My spouse is a retired health care professional, and I volunteered for many years in a nursing home. As an elderly character myself, I can now take on the role of a spokesperson for my peers on suggesting care tips.

1. When you have the responsibility of taking care of an elderly person, consider your attitude. Realize that you will be that age some day, and you’d want your caregiver to have patience, consideration and understanding.

2. Understand the elderly person’s physical and mental condition. Don’t expect responses as quick and intellectual as you’d get from a younger, healthier person. Expect mistakes and deal with them promptly with as little fuss as possible.3. Know the major aspects of what he/she has done in active life, and be a good listener. We feel considerable nostalgia for our past, and enjoy talking about it. Remember, we lived in what we consider important times: The Great Depression, World War II, Korean War, the beginning of the space age and the Presidencies of Franklin D. Roosevelt, Harry Truman and Ike Eisenhower. We are happily flattered when someone wants to sit down with us and talk about it.

4. Many of us now in our 80s are members of what is called the Greatest Generation. We were no braver or brighter than any other generation, but we’re proud of our service and accomplishments in World War II. Realize that it was the last war America won, and we did it. Also, at least in my case, every time I talk about my service experiences, I get braver and braver. Use your good listener skills for members of our group as often as you can, and try to be patient with our repetitions.

5. When necessary, be sure the elderly person gets adequate medical care. Long gone are the days when doctors made house calls, so expect to make regular trips to medical offices and hospitals. If there is a home health care service with visiting nurses, be sure the senior is prepared in advance for the home appointment.

6. Just because we’re old and can’t get around as well as we used to, it doesn’t mean we want to shut ourselves off. We welcome visitors, trips to the theater, shopping, excursions and maybe, if there’s one within driving distance, some casino journeys. In many communities, free daily bus trips to casinos are available. If you check the passengers on one of the buses, you’ll see most are elderly.

7. If the elderly person is your mother, father or other close relative living in your house, it may be unfair for you to be taking on the entire 24-7 responsibility. If you have siblings who live nearby, be sure to include them in the care schedule. It will make your job easier and possibly offer you some necessary time off from the daily pressures.
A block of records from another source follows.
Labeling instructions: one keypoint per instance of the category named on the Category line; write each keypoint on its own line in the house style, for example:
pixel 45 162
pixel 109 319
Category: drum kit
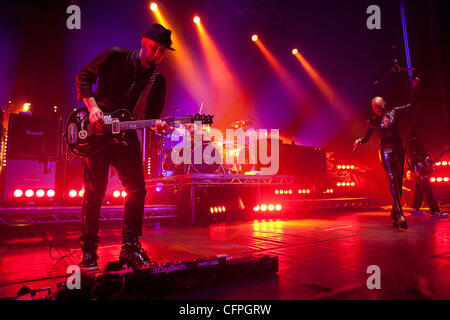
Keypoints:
pixel 160 146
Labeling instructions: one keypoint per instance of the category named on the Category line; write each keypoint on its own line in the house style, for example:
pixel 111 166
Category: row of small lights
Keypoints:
pixel 219 209
pixel 345 167
pixel 345 184
pixel 18 193
pixel 439 179
pixel 300 191
pixel 267 207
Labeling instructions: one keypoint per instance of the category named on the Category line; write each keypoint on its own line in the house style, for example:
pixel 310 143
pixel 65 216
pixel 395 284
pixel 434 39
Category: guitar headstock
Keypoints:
pixel 203 118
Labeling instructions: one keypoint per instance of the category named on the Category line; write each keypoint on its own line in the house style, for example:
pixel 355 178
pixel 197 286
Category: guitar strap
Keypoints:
pixel 141 104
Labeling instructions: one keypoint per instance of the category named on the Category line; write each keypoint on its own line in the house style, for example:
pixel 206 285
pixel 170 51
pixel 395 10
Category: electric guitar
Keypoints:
pixel 85 139
pixel 424 168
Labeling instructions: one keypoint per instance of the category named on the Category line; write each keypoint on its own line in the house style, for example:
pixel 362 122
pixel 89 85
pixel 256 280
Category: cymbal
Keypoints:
pixel 242 124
8. With all the advances in technology, and if you can afford them, set up a room or area for the senior to spend time on a computer, watch TV on a large-screen format an a DVD player. With inexpensive, super-fast mail-in-DVD services like NetFlix and Blockbuster, it can be more advantageous and economical for seniors to watch movies at home than by going out in traffic to a crowded theater.

9. If you have any around your house or can bring them in, let the senior associate with children. We may seem grumpy and impatient at times, but we need and enjoy our time with youngsters, especially if they’re family. It gives us warm reminders that our family tree will continue to grow and flourish.

10. Show your compassion every day in every way. Do it as often as possible, especially if the elderly person is a parent who brought you into the world, loved and guided you from childhood to adulthood. Remember … you are likely to be in the same situation sooner than you expect.